Muffin Tin Soft Donuts (Printable Version)

Soft, cake-style baked treats with a sweet glaze delivering nostalgic bakery flavors without frying.

# What You'll Need:

→ Dry Ingredients

01 - 2 cups all-purpose flour
02 - 2/3 cup granulated sugar
03 - 2 teaspoons baking powder
04 - 1/2 teaspoon baking soda
05 - 1/2 teaspoon salt
06 - 1/2 teaspoon ground nutmeg

→ Wet Ingredients

07 - 2/3 cup whole milk, room temperature
08 - 1/2 cup unsalted butter, melted and cooled
09 - 2 large eggs, room temperature
10 - 2 teaspoons pure vanilla extract

→ Glaze

11 - 1 1/2 cups powdered sugar, sifted
12 - 2 to 3 tablespoons milk
13 - 1/2 teaspoon vanilla extract

# How To Make:

01 - Preheat oven to 350°F. Grease a 12-cup muffin tin with nonstick spray or butter.
02 - In a large bowl, whisk together flour, sugar, baking powder, baking soda, salt, and nutmeg.
03 - In a separate bowl, whisk milk, melted butter, eggs, and vanilla extract until smooth.
04 - Pour wet mixture into dry ingredients and stir gently until just combined, avoiding overmixing.
05 - Divide batter evenly among muffin cups, filling each about halfway.
06 - Bake for 14 to 16 minutes until a toothpick inserted in the center comes out clean.
07 - Allow donuts to cool in the tin for 5 minutes; then transfer to a wire rack to cool completely.
08 - Whisk together powdered sugar, milk, and vanilla extract until smooth.

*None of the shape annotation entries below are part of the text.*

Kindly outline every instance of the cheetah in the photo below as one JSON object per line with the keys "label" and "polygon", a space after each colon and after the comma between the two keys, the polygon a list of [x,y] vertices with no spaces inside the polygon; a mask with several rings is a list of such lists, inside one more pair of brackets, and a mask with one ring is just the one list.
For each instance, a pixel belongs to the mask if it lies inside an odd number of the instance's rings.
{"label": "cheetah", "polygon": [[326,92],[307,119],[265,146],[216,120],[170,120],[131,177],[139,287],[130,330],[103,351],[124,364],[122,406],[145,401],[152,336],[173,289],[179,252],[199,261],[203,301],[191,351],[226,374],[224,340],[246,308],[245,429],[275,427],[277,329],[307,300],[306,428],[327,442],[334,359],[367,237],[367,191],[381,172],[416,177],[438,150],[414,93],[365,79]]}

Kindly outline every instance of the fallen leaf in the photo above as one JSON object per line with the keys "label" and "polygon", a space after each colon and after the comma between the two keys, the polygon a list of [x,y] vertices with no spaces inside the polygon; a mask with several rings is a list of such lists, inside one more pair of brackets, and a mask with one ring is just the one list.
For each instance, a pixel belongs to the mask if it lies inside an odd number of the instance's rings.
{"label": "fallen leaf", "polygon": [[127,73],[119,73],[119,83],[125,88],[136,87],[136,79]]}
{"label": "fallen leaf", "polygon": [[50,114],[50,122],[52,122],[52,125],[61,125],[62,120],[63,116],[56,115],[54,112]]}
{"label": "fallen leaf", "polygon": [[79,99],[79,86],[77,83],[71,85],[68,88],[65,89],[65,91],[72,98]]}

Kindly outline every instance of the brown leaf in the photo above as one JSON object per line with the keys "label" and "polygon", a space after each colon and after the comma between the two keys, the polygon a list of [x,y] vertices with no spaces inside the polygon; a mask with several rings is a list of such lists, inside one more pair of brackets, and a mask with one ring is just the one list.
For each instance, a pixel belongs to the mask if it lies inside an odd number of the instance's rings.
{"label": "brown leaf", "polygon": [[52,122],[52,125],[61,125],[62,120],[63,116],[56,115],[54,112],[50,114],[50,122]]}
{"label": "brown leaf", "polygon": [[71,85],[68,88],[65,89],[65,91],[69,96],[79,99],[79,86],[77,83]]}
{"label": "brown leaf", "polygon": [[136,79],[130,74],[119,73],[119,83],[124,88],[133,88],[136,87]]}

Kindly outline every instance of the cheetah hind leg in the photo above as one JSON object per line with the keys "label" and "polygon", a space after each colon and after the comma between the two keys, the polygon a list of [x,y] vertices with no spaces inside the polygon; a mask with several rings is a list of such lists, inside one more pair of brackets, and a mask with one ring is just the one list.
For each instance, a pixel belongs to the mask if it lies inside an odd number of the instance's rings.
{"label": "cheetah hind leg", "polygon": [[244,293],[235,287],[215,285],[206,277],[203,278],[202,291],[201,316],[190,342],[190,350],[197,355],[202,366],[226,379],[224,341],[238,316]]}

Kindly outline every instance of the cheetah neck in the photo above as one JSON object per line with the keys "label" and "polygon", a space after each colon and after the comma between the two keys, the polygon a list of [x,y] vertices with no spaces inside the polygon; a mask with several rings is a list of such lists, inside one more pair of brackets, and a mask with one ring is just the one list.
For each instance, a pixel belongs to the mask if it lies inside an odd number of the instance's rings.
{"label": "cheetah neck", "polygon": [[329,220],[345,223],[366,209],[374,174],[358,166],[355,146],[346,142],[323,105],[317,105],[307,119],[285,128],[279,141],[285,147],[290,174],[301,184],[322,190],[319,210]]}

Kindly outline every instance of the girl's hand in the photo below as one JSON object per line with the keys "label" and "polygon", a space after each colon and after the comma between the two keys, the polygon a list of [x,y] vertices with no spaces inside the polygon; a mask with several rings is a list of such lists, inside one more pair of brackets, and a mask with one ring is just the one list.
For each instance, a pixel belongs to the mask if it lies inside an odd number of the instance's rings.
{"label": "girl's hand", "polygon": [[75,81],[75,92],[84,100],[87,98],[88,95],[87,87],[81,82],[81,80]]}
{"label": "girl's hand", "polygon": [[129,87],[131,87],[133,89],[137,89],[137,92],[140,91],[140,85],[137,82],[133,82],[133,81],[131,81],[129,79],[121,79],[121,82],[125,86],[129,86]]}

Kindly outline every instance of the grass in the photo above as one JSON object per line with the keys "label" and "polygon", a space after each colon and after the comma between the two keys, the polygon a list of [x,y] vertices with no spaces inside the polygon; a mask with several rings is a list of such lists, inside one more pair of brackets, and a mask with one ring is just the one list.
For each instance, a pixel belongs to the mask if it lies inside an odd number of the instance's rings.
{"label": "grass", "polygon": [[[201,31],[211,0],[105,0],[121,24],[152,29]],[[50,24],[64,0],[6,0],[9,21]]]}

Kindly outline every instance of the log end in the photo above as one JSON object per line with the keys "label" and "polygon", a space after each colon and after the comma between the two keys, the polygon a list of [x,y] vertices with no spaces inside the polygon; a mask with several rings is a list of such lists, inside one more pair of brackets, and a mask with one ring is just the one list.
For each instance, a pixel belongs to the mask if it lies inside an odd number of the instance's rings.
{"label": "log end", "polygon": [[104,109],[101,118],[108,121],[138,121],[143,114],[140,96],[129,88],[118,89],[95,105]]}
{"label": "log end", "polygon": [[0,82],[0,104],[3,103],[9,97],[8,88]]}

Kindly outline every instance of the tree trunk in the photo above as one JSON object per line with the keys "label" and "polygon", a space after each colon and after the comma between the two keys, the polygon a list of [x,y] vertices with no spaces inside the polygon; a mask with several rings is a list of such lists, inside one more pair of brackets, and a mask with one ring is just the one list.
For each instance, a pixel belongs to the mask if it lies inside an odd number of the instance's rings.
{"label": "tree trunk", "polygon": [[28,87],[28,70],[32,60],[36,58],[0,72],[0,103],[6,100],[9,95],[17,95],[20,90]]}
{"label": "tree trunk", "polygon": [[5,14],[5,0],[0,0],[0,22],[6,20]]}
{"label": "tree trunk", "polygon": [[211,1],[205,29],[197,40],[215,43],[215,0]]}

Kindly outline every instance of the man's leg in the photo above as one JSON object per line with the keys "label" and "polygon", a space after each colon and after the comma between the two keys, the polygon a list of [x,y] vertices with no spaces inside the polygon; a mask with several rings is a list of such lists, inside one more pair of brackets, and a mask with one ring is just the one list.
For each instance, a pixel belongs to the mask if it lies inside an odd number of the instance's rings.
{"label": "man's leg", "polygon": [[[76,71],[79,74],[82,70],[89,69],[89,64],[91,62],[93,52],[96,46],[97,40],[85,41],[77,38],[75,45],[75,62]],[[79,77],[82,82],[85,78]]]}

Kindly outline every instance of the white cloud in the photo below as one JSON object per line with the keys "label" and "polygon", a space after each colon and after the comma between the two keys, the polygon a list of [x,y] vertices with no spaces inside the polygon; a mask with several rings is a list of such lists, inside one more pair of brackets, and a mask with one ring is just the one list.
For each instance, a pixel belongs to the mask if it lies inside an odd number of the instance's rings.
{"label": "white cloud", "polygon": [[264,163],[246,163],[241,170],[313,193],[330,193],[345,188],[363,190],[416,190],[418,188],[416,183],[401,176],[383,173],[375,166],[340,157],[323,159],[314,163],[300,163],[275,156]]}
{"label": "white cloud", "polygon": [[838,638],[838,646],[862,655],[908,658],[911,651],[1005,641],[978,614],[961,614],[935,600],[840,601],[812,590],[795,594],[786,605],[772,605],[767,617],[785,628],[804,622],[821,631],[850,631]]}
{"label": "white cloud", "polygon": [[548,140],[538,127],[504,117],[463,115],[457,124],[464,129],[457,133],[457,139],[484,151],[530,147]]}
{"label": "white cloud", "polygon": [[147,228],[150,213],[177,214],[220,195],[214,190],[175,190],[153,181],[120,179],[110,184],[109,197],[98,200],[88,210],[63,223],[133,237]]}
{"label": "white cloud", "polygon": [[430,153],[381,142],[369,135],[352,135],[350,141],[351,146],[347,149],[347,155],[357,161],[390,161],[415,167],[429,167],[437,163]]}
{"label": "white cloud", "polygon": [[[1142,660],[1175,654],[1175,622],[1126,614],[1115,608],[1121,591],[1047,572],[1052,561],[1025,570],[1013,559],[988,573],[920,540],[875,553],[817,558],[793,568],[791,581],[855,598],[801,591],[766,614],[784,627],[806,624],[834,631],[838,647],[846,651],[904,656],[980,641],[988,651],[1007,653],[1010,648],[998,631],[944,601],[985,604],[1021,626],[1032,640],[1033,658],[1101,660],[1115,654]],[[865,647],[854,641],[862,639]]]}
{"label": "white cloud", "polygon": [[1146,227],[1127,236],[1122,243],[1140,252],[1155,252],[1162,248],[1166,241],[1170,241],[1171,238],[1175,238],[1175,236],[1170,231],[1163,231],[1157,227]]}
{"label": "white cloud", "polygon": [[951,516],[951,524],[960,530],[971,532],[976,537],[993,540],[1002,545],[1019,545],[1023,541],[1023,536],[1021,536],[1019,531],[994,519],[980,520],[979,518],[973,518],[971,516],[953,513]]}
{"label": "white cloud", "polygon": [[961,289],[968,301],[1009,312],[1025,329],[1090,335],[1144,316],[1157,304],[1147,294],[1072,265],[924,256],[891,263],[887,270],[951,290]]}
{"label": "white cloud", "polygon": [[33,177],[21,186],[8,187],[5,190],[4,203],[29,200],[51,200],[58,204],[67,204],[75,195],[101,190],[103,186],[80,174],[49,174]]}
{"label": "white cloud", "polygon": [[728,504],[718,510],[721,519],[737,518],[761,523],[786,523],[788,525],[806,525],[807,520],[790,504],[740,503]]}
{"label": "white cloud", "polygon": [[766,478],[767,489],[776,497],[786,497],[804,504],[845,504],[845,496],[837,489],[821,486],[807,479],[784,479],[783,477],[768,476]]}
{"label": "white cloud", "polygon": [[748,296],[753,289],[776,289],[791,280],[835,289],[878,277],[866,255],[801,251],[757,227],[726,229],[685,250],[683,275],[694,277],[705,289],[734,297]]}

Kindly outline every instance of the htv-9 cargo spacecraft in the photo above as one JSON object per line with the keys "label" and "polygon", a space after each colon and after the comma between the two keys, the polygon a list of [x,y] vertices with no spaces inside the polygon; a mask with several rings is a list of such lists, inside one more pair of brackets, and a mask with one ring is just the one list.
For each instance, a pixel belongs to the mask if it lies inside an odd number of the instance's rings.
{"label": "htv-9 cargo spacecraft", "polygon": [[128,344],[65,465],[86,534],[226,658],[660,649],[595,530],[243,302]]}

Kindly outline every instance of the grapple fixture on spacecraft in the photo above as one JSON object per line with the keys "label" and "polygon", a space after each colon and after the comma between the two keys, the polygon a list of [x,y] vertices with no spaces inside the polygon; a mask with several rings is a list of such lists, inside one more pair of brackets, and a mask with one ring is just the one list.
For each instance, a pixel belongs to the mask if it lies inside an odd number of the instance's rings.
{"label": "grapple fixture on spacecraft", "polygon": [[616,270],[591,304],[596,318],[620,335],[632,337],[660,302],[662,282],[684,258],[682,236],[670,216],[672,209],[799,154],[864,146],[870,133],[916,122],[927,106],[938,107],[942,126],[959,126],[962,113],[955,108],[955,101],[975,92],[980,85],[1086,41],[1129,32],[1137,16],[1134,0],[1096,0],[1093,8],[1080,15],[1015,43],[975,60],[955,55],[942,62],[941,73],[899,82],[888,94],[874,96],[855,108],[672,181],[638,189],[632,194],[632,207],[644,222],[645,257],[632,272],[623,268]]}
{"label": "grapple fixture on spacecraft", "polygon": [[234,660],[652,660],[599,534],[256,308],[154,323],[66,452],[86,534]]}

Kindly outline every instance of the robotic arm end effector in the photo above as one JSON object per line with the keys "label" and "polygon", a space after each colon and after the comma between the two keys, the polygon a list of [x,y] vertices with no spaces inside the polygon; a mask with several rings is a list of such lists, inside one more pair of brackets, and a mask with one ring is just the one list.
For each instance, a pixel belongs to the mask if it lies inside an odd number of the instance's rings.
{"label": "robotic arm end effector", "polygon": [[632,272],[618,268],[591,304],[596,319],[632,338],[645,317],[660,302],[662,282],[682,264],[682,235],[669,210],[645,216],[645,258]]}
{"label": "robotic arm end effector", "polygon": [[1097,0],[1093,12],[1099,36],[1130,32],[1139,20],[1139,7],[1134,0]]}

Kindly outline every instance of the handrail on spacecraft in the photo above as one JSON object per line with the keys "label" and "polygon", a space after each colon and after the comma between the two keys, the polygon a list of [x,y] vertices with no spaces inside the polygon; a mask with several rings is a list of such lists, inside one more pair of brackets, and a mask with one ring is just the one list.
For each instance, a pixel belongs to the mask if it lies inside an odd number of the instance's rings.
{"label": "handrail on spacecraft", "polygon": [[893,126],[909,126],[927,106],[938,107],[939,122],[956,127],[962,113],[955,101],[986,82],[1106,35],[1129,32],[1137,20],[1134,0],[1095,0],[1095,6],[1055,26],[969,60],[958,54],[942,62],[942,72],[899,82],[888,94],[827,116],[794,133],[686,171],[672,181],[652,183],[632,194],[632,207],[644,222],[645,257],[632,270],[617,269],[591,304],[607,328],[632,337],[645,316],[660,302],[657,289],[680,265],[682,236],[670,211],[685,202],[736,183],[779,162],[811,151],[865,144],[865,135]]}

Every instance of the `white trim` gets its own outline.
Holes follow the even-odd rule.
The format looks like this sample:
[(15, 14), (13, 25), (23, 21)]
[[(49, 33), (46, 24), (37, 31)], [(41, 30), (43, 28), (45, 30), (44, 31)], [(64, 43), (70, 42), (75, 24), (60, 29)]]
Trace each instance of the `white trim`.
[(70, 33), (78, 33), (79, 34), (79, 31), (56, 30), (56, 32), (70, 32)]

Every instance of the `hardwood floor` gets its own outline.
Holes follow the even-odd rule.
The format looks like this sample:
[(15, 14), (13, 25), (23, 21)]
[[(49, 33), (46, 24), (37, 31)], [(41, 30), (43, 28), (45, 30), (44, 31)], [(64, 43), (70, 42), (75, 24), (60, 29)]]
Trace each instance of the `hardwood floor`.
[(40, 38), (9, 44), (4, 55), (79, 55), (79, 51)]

Adjust milk for desired consistency.
09 - Dip the tops of cooled donuts into glaze, letting excess drip off. Place back on rack until glaze sets.

# Helpful Hints:

01 -
  • No deep fryer means you can bake a dozen donuts without the mess, smell, or anxiety of hot oil.
  • They're tender and moist on the inside with just enough structure to hold that glossy glaze without falling apart.
  • The whole process, from mixing bowl to glazed donut, takes under 40 minutes, so you can satisfy a donut craving on a weekday morning.
02 -
  • Don't overmix the batter—a few streaks of flour are acceptable; overmixing develops gluten and makes the donuts tough and dense instead of tender and light.
  • Room temperature ingredients mix together smoothly and create a more uniform batter, which is why cold eggs and cold milk can cause separation and uneven texture.
  • The glaze consistency is everything—it should coat the donut like a thin veil, not pool into a thick frosting or slide off like water.
03 -
  • A kitchen scale makes measuring flour and sugar more accurate than cups, which can vary based on how tightly you pack them—this small change eliminates dry donuts.
  • If your glaze seems too thick or too thin after your first batch, adjust the milk in your next batch; a tablespoon more or less makes a real difference in how it clings to the donut.